Bon, ça va, on va le retrouver ton collier !

L'Homme n'est pas devenu bipède parce que c'est plus pratique. Simplement, certaines mutations ont déplacé l'axe de sa colonne vertébrale vers le bas de son crâne. S'il ne s'était agi que de la bipédie, l'Homme aurait tout simplement disparu, puisqu'il était moins adroit, plus lent et plus vulnérable que ses confrères quadripèdes.
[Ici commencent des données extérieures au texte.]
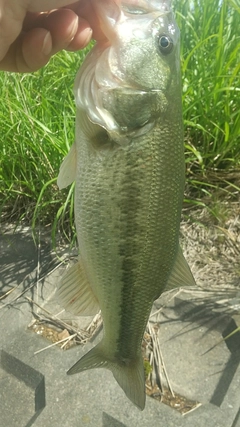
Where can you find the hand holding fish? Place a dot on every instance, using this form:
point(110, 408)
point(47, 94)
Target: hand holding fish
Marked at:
point(32, 31)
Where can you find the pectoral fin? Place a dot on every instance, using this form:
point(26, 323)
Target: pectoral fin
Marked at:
point(181, 274)
point(75, 293)
point(67, 171)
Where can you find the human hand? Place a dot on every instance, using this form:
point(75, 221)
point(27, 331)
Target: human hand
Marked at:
point(29, 37)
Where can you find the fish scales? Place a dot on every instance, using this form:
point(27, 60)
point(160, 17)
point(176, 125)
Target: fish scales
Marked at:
point(128, 167)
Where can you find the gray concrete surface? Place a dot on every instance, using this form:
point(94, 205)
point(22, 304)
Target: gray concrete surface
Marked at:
point(35, 390)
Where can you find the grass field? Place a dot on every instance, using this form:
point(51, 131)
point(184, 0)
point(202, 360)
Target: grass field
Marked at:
point(37, 115)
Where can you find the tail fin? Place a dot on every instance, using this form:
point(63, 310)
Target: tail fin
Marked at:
point(129, 375)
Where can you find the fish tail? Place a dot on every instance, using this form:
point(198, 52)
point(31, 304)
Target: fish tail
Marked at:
point(128, 374)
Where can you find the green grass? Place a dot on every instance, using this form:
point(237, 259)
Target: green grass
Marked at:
point(37, 116)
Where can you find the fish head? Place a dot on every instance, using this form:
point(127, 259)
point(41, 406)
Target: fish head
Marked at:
point(128, 81)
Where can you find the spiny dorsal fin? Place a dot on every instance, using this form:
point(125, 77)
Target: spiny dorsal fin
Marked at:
point(75, 293)
point(67, 171)
point(181, 274)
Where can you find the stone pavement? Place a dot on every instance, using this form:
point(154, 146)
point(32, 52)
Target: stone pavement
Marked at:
point(35, 390)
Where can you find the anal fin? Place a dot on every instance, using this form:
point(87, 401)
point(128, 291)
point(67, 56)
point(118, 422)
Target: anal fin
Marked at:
point(128, 373)
point(75, 293)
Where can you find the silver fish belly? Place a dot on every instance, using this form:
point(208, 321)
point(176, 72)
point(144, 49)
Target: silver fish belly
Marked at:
point(128, 167)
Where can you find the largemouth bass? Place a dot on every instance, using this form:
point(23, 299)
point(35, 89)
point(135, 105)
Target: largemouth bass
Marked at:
point(128, 166)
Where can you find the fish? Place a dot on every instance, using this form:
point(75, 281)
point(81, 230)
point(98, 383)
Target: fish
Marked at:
point(129, 171)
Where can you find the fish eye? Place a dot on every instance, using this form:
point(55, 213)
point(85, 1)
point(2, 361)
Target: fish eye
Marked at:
point(165, 44)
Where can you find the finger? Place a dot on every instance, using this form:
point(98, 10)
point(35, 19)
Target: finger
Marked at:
point(85, 9)
point(44, 5)
point(68, 31)
point(29, 52)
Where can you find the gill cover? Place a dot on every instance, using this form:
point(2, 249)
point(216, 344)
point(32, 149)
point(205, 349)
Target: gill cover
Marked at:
point(122, 85)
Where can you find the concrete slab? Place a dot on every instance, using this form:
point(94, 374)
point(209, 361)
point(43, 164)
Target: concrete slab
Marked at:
point(188, 333)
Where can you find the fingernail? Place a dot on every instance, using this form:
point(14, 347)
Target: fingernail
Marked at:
point(86, 36)
point(47, 44)
point(74, 27)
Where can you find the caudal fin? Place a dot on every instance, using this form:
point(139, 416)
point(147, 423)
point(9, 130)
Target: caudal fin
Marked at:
point(129, 375)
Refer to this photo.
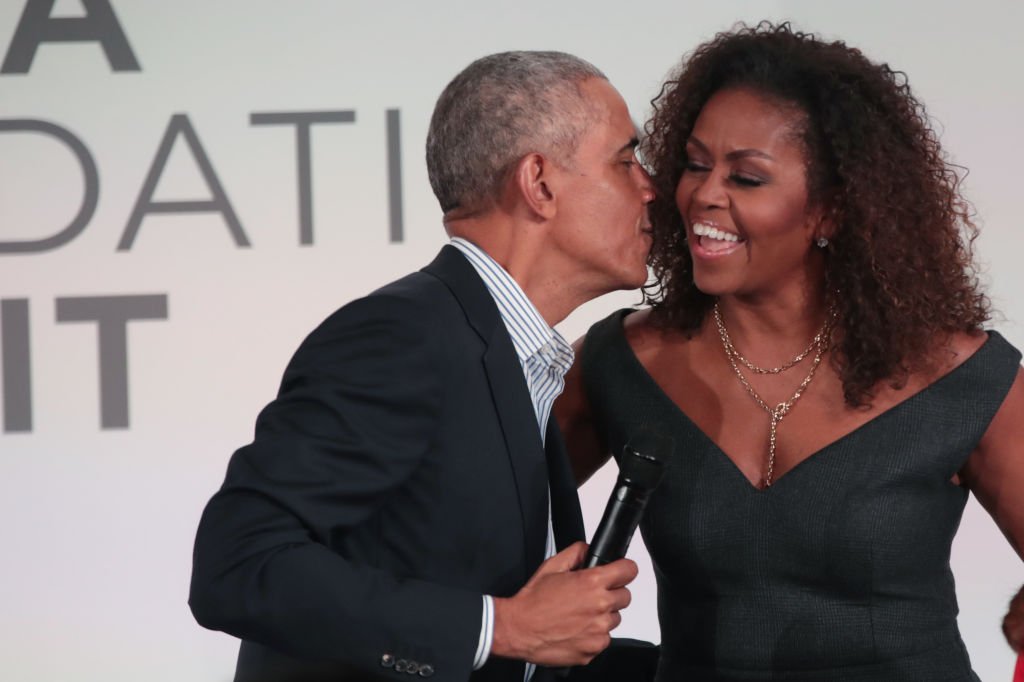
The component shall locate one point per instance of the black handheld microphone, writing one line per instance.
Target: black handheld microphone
(640, 470)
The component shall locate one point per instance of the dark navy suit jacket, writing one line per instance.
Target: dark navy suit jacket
(398, 476)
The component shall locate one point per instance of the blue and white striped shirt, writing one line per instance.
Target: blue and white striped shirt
(545, 357)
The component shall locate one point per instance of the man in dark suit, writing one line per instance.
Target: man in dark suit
(392, 515)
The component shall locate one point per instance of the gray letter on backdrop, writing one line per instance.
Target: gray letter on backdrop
(112, 314)
(99, 25)
(91, 178)
(302, 122)
(16, 365)
(179, 125)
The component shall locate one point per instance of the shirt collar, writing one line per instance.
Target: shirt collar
(530, 334)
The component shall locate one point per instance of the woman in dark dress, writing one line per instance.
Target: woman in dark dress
(814, 346)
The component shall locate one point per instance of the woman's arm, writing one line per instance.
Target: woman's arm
(994, 472)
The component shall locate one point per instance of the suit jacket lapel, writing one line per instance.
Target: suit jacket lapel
(565, 513)
(510, 395)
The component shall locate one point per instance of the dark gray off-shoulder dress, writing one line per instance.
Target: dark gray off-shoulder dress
(840, 570)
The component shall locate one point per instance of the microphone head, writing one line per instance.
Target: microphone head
(642, 463)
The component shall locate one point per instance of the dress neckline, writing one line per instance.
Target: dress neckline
(620, 335)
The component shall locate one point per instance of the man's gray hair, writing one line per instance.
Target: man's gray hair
(497, 111)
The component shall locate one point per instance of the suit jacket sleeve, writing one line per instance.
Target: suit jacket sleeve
(355, 415)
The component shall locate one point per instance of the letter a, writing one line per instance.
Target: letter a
(99, 25)
(180, 125)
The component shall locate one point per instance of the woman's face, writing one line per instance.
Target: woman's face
(743, 199)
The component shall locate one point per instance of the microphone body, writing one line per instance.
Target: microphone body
(639, 475)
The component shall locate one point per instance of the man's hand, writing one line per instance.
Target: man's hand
(563, 616)
(1013, 624)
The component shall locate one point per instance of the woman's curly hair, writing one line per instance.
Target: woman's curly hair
(899, 266)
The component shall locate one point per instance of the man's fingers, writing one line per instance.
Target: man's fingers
(615, 574)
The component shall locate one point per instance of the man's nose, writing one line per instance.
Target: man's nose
(646, 185)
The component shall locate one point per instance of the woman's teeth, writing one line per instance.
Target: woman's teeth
(701, 229)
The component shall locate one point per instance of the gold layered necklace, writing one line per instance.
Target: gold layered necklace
(818, 345)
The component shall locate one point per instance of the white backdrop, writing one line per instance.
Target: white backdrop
(98, 522)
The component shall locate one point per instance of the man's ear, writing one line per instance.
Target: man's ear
(531, 178)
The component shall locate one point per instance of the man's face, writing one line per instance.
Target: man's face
(601, 223)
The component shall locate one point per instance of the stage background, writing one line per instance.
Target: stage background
(101, 483)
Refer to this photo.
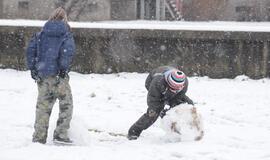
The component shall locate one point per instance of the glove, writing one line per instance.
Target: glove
(188, 100)
(163, 113)
(34, 75)
(62, 74)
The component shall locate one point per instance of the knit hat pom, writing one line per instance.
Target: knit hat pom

Mais cette mutation avait aussi des avantages : le changement d'axe de la colonne vertébrale sur le crâne a modifié la structure du cerveau en lui donnant plus de place, et nous a offert une intelligence suffisamment aiguisée pour survivre et grimper les échelons de la chaîne alimentaire.

 Sources :
La science à l'usage des non-scientifiques d'Albert Jacquard, aux éditions Calman-Lévy,
Hominidés.com,
L'ADN peut survivre dans l'espace, article très intéressant sur une expérience en faveur de la théorie de panspermie.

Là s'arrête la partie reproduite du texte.